There are several limitations to this retrospective study. First, this study was a retrospective study using samples collected from healthy horses enrolled in 3 distinct in vivo studies in which horses received allogeneic MSC from different tissue sources via different routes and in different concentrations. Although that makes the data more difficult to directly compare, it does give strong sampling of the potential responses in the many small studies that are done in the horse. Second, we did not attempt to identify the alloantibody with regard to immunoglobulin class (i.e., IgM, versus IgG, etc.) or the target epitope(s) of the identified alloantibodies nor did we determine if the alloantibodies were cytotoxic. Third, each of the three research groups contained a small sample size. And finally, we did not determine whether antibodies developed to autologous MSCs.
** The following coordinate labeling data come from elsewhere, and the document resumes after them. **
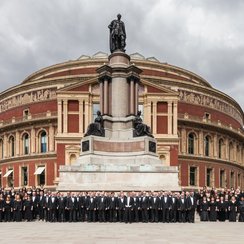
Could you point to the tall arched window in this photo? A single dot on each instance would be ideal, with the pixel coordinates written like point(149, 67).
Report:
point(221, 144)
point(1, 149)
point(231, 151)
point(26, 147)
point(206, 146)
point(43, 141)
point(191, 140)
point(11, 146)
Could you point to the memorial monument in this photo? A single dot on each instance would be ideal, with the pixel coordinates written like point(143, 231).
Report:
point(118, 151)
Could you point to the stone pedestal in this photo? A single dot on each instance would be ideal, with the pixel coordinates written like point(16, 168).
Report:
point(118, 161)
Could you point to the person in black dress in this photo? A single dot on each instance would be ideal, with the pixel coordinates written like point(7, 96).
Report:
point(28, 208)
point(222, 209)
point(1, 207)
point(204, 209)
point(18, 205)
point(232, 209)
point(241, 209)
point(212, 210)
point(7, 209)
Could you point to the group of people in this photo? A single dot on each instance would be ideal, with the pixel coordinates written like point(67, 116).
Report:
point(43, 205)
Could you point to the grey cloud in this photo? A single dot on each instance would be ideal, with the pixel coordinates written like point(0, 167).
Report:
point(202, 36)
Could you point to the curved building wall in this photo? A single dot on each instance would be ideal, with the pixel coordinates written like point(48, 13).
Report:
point(42, 121)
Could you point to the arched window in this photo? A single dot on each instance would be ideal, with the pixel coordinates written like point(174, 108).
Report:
point(231, 151)
point(191, 140)
point(11, 146)
point(206, 146)
point(1, 149)
point(43, 141)
point(221, 144)
point(26, 146)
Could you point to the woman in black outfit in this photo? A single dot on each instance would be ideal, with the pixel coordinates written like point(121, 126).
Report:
point(204, 209)
point(18, 208)
point(1, 207)
point(28, 208)
point(222, 209)
point(8, 208)
point(232, 209)
point(212, 210)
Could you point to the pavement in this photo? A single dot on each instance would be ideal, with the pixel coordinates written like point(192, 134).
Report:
point(45, 233)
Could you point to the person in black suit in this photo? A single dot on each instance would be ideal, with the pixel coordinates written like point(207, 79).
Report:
point(144, 207)
point(52, 207)
point(71, 206)
point(101, 207)
point(121, 207)
point(61, 204)
point(182, 208)
point(91, 206)
point(154, 206)
point(35, 201)
point(129, 202)
point(41, 206)
point(166, 204)
point(112, 207)
point(136, 207)
point(173, 207)
point(191, 204)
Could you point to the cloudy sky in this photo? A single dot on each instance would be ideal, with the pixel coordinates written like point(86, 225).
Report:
point(205, 37)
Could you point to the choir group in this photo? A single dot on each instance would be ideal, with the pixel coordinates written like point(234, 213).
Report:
point(43, 205)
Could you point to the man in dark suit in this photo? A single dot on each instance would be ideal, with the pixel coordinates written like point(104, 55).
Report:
point(52, 207)
point(191, 204)
point(121, 206)
point(91, 206)
point(35, 200)
point(165, 207)
point(129, 202)
point(154, 206)
point(112, 207)
point(101, 207)
point(144, 207)
point(41, 206)
point(182, 208)
point(173, 207)
point(71, 206)
point(136, 207)
point(61, 204)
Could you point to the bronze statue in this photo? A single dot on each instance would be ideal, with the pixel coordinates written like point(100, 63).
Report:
point(117, 35)
point(96, 128)
point(140, 129)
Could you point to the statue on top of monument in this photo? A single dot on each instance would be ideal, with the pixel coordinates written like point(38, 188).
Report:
point(96, 128)
point(117, 35)
point(140, 129)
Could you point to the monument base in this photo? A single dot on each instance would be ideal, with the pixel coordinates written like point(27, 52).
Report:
point(76, 179)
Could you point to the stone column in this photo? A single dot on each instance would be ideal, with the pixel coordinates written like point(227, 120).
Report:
point(132, 96)
point(154, 117)
point(136, 96)
point(17, 142)
point(183, 140)
point(106, 96)
point(60, 116)
point(169, 117)
point(101, 97)
point(215, 146)
point(175, 119)
point(201, 144)
point(81, 129)
point(5, 146)
point(32, 140)
point(65, 116)
point(51, 138)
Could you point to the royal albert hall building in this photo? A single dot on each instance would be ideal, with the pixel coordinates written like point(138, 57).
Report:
point(42, 120)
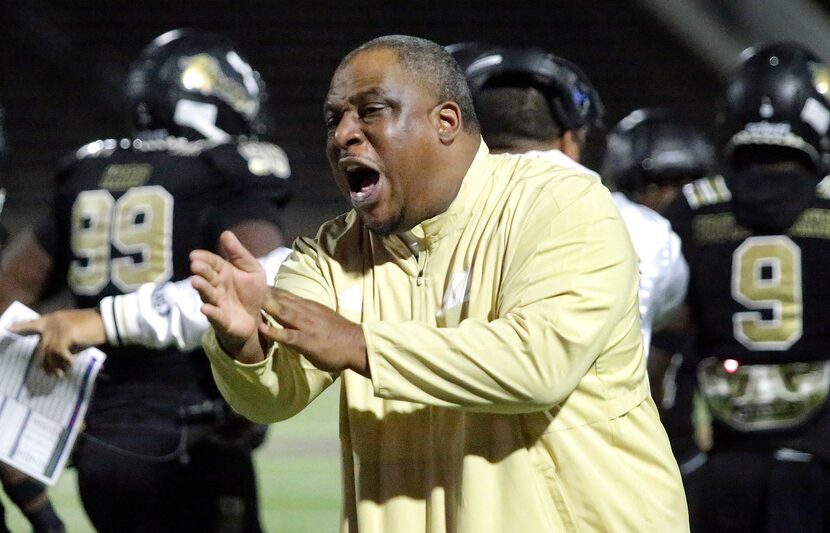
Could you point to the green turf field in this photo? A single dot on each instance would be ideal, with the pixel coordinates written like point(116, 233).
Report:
point(298, 469)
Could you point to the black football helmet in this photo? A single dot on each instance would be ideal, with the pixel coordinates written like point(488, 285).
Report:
point(652, 146)
point(572, 97)
point(195, 84)
point(466, 52)
point(778, 97)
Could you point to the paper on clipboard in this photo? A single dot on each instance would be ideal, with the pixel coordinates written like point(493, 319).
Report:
point(40, 415)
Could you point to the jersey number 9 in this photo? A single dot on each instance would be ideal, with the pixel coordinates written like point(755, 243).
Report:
point(766, 276)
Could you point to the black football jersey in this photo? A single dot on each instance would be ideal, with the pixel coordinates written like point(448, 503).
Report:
point(128, 212)
point(755, 298)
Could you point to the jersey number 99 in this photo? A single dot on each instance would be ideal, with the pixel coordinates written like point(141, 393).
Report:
point(139, 223)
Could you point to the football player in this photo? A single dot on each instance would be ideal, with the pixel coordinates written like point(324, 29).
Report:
point(650, 154)
point(530, 101)
point(757, 240)
point(127, 212)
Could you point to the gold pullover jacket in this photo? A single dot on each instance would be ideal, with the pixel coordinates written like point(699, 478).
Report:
point(508, 389)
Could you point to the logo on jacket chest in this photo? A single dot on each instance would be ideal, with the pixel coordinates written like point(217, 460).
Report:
point(456, 294)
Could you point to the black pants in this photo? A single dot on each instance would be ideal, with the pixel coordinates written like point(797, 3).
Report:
point(210, 489)
point(3, 528)
point(764, 491)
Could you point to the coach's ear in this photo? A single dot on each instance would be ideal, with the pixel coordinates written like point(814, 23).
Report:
point(447, 121)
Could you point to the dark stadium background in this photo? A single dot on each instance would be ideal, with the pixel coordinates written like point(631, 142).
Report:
point(62, 65)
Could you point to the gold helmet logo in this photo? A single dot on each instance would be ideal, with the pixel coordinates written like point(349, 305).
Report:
point(203, 73)
point(821, 78)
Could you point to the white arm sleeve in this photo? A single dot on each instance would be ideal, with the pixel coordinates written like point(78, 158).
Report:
point(664, 273)
point(162, 315)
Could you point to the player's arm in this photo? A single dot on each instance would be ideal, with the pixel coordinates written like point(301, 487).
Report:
point(259, 384)
point(153, 316)
point(26, 268)
point(673, 284)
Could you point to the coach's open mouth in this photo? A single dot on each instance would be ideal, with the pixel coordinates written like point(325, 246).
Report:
point(363, 183)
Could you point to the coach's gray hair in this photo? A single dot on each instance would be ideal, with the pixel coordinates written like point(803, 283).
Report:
point(433, 66)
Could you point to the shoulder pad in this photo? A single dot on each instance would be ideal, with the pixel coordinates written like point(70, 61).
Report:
point(706, 191)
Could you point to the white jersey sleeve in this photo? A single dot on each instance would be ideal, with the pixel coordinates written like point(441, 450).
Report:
point(664, 273)
point(161, 315)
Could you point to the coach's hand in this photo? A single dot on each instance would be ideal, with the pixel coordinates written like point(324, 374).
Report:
point(61, 334)
point(329, 341)
point(232, 293)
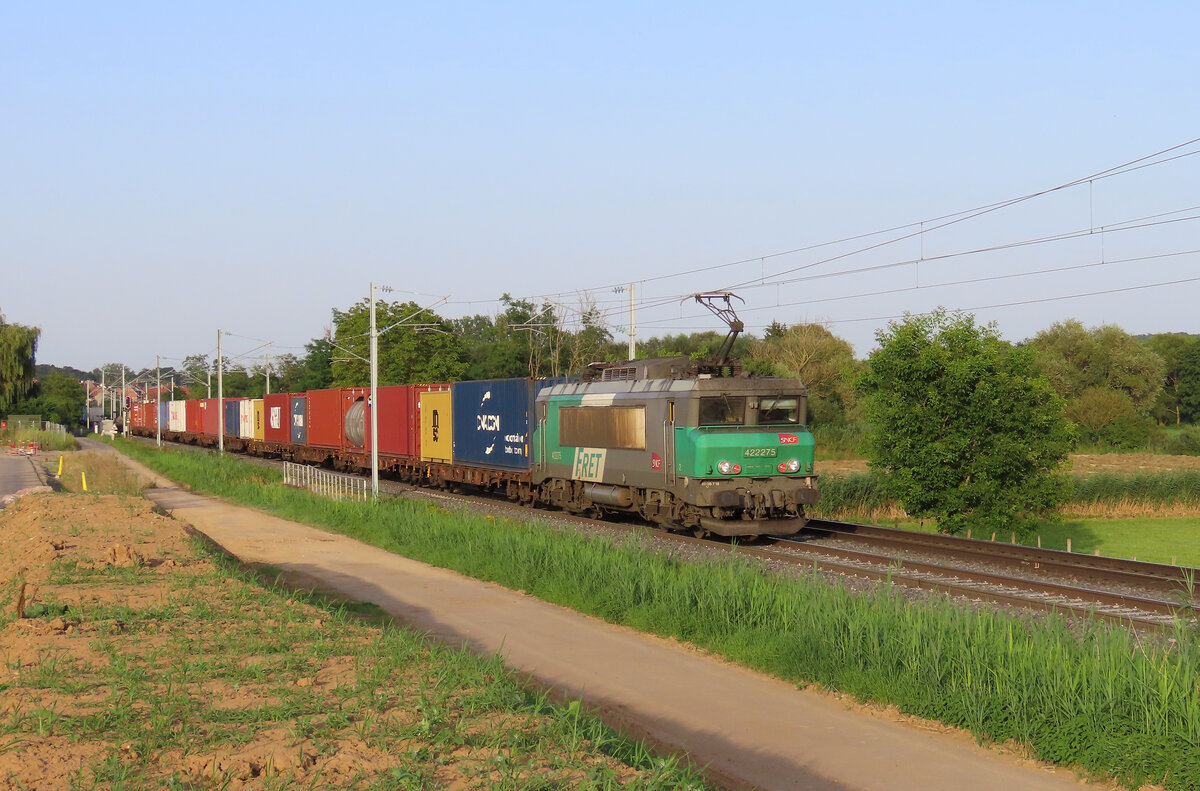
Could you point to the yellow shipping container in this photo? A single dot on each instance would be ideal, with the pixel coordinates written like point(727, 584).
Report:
point(437, 438)
point(259, 423)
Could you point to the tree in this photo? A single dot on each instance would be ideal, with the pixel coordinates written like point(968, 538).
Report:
point(966, 430)
point(819, 358)
point(1169, 346)
point(58, 399)
point(415, 345)
point(1075, 358)
point(1189, 383)
point(1097, 408)
point(18, 347)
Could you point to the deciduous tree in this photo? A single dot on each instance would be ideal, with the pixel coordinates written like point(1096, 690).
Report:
point(1075, 358)
point(18, 347)
point(966, 430)
point(819, 358)
point(415, 345)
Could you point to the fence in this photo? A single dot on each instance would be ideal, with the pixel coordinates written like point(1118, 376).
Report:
point(322, 481)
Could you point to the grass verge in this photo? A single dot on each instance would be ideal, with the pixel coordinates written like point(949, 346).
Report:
point(1097, 701)
point(45, 439)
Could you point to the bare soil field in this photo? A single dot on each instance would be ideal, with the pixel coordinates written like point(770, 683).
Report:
point(133, 659)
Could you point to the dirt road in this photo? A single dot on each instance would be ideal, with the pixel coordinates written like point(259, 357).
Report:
point(750, 730)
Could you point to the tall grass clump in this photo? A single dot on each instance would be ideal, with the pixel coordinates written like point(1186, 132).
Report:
point(1096, 700)
point(839, 439)
point(1150, 489)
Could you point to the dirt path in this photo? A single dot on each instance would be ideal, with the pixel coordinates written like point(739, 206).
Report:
point(750, 730)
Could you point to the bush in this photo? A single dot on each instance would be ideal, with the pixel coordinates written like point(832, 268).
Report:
point(1185, 443)
point(1128, 432)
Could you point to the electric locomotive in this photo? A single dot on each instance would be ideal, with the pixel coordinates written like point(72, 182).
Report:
point(684, 444)
point(679, 445)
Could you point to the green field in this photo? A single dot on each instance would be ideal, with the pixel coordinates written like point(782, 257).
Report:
point(1168, 539)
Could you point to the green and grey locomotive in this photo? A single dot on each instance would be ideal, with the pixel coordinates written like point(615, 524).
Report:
point(679, 444)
In conclusion, there is increasing evidence to suggest that allogeneic MSCs may elicit an immune response in the recipient, and our results add to the growing body of evidence which demonstrates that allogeneic donor MSCs are not fully immune privileged in an immunocompetent recipient. Such results may serve to reduce the therapeutic potential of allogeneic MSCs; however, understanding the exact nature of the immune response against allogeneic MSCs might help in developing strategies to optimize the therapeutic use of allogeneic MSCs and minimize negative immune effects or reduce the risk of possible rejection. Future work evaluating the prospective use of this crossmatch procedure in clinical and research patients receiving both allogeneic and autologous MSCs may prove beneficial in more fully understanding the clinical importance of alloantibody production.